REMISE EN QUESTION DE LA TVA A TAUX REDUITS : UNE TRES VILAINE ANNONCE (Actualisée le 13 juin 2018)

Ce n’est pas la première fois que la TVA à taux réduits est remise sur le tapis, en France. Alors que Bruxelles avait déjà attiré l’attention sur le fait que cette dérogation fiscale ne pouvait être que temporaire, nos gouvernants ont toujours su jouer les prolongations.
Aussi lorsque Bruno Le Maire déclare la semaine dernière envisager un réexamen des quelque 145 régimes dérogatoires, afin de réaliser de nouvelles économies, on est en droit de s’inquiéter.
Il est vrai qu’il s’agit là d’un gisement de 48 milliards d’euros, selon les estimations du Conseil des prélèvements obligatoires.
Nonobstant les nombreux rapports publiés par les services de Bercy, la Cour des comptes et les parlementaires venus, au fil du temps, dénoncer les travers de ces allègements fiscaux, tout relèvement des taux de TVA ne peut avoir qu’un double impact négatif.
Tout d’abord, parce qu’il touche directement au portefeuille et donc la consommation des ménages. Ensuite, parce qu’il rend certains produits et services nettement moins attractifs, menaçant du même coup l’état de santé de secteurs clés de l’économie porteurs d’emplois.
Parmi ces derniers, le secteur du bâtiment et celui de l’hôtellerie restauration sont sans nul doute les plus vulnérables à tout alourdissement de la fiscalité.
Une analyse assez fine de la situation particulière que connaît la France en matière d’application de la TVA s’impose.
D’autant que mis à part le taux normal de la TVA fixé à 20 % pour la majorité des ventes de biens et des prestations de services, le ciblage d’une éventuelle hausse de la TVA à taux réduits s’avère complexe. Car trois taux distincts existent.
Le taux réduit de 10 % notamment applicable aux produits agricoles non transformés, au bois de chauffage, aux travaux d’amélioration du logement qui ne bénéficient pas du taux de 5,5%, à certaines prestations de logement et de camping, aux foires et salons, jeux et manèges forains, aux droits d’entrée des musées, zoo, monuments, aux transports de voyageurs, au traitement des déchets, à la restauration.
Le taux réduit de 5,5 % concerne l’essentiel des produits alimentaires, les produits de protection hygiénique féminine, équipements et services pour handicapés, livres sur tout support, abonnements gaz et électricité, fourniture de chaleur issue d’énergies renouvelables, fourniture de repas dans les cantines scolaires, billeterie de spectacle vivant et de cinéma, certaines importations et livraisons d’œuvres d’art, travaux d’amélioration de la qualité énergétique des logements, logements sociaux ou d’urgence, accession à la propriété.
Le taux particulier de 2,1 % est réservé aux médicaments remboursables par la sécurité sociale, aux ventes d’animaux vivants de boucherie et de charcuterie à des non assujettis, à la redevance télévision, à certains spectacles et aux publications de presse inscrites à la Commission paritaire des publications et agences de presse.
Toute remise en question de la TVA à taux réduits ne pourrait avoir que des effets négatifs pour nombre de secteurs d’activités, à l’heure où la croissance économique reprend du poil de la bête, après plusieurs années d’asthénie.

DES PROPOS RASSURANTS – Le 13 juin 2018

Bruno Lemaire, ministre de l’Economie et des Finances a déclaré : “Nous sommes dans la phase examen, je n’exclus aucune option, à une réserve près : tout ce qui pourrait affecter l’activité ou l’emploi en France sera écarté”, en répondant à une question sur la TVA à taux réduit dont bénéficient certains secteurs comme la restauration et le bâtiment.

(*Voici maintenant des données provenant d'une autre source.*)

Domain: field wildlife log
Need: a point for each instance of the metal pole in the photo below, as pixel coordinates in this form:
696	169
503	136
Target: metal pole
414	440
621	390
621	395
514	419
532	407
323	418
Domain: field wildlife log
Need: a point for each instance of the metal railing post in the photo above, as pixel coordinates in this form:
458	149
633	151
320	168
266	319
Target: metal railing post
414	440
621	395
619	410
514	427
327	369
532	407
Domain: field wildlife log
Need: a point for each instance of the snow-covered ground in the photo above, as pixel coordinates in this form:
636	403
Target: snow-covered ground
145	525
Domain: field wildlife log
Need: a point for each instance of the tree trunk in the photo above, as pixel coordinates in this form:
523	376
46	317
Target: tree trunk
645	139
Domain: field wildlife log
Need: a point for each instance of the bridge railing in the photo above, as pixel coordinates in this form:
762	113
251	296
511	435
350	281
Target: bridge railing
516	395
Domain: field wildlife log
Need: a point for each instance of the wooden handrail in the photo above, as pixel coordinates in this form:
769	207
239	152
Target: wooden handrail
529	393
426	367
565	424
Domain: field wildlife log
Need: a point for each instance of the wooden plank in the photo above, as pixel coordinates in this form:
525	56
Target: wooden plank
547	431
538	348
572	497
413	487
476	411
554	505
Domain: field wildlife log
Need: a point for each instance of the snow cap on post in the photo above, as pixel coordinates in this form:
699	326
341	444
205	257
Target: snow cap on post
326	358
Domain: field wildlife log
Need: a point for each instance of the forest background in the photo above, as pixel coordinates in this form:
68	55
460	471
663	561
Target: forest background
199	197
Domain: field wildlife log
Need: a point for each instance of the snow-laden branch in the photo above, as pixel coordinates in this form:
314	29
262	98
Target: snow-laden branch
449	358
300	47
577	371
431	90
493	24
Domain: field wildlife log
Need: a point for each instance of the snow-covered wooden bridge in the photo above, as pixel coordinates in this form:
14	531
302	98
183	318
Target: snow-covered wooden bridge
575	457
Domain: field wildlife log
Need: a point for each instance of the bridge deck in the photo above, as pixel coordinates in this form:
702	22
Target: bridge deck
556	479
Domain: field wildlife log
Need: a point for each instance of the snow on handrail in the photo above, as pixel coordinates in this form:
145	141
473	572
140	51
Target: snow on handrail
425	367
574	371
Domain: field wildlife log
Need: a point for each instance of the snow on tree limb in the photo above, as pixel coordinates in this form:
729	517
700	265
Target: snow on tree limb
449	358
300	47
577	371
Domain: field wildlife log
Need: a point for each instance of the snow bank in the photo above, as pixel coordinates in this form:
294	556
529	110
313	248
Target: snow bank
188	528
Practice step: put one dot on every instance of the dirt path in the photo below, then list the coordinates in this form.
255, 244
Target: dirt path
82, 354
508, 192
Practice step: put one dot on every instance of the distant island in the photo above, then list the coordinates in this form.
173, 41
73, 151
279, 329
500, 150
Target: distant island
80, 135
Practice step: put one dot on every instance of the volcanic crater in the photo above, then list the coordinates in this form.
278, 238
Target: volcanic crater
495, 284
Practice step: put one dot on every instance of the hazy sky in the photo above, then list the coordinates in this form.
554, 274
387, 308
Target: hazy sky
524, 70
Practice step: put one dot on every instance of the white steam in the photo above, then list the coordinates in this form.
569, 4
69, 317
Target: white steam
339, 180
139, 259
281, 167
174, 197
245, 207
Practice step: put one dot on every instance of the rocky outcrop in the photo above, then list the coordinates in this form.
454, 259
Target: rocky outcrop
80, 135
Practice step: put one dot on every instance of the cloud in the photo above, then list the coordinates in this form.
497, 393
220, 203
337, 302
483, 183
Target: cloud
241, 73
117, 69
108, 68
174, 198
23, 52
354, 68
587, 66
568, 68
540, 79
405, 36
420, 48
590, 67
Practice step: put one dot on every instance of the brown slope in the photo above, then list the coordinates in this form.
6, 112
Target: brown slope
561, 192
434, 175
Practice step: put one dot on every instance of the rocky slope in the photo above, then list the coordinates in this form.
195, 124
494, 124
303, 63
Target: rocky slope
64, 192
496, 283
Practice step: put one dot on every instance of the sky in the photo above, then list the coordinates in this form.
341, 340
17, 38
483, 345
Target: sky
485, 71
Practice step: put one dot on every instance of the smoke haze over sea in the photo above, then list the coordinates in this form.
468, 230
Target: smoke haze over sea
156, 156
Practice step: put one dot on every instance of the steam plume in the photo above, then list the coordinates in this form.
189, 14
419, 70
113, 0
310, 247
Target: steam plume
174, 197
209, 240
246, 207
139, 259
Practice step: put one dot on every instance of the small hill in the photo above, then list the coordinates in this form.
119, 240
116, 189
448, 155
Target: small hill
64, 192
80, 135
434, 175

Une aide qui produit de l’emploi et de l’activité sera maintenue mais “une aide dont on s’aperçoit que c’est de l’argent public dépensé à fonds perdu” sera “forcément regardée avec moins de faveur”, a expliqué le ministre.

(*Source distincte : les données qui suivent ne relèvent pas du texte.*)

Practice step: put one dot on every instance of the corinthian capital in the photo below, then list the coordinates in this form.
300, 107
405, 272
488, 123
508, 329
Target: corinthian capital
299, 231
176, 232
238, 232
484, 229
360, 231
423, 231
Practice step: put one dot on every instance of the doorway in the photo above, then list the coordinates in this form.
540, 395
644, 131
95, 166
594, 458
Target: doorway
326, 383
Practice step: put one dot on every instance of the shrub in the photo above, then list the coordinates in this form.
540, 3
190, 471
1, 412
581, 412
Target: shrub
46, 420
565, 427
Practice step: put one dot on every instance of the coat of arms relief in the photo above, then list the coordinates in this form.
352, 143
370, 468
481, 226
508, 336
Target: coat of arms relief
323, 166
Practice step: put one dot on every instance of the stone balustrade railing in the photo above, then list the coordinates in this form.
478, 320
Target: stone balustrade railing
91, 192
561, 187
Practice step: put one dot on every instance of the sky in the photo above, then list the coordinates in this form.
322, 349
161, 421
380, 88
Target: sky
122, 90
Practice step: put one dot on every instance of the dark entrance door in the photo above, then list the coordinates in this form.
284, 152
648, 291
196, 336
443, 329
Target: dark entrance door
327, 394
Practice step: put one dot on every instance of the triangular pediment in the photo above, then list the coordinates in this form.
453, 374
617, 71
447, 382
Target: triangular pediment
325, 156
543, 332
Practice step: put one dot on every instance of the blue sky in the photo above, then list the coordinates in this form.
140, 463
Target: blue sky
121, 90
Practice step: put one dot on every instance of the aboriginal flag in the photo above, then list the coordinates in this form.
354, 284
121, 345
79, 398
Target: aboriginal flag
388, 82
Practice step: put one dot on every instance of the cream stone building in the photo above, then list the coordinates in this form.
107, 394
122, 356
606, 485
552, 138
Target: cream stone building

Il a précisé que l’examen des aides aux entreprises prendrait plusieurs mois, avant que le gouvernement puisse prendre des décisions. Il a aussi dit vouloir associer à cet examen les organisations professionnelles patronales et syndicales, ainsi que les parlementaires.

“C’est ce travail collectif qui permettra de prendre les bonnes décisions”, a déclaré Bruno Le Maire. “Nous avons une trajectoire budgétaire qui est bien tenue (…) Maintenant il faut préparer la fin du quinquennat sur ces dépenses publiques, ça nous donne du temps.”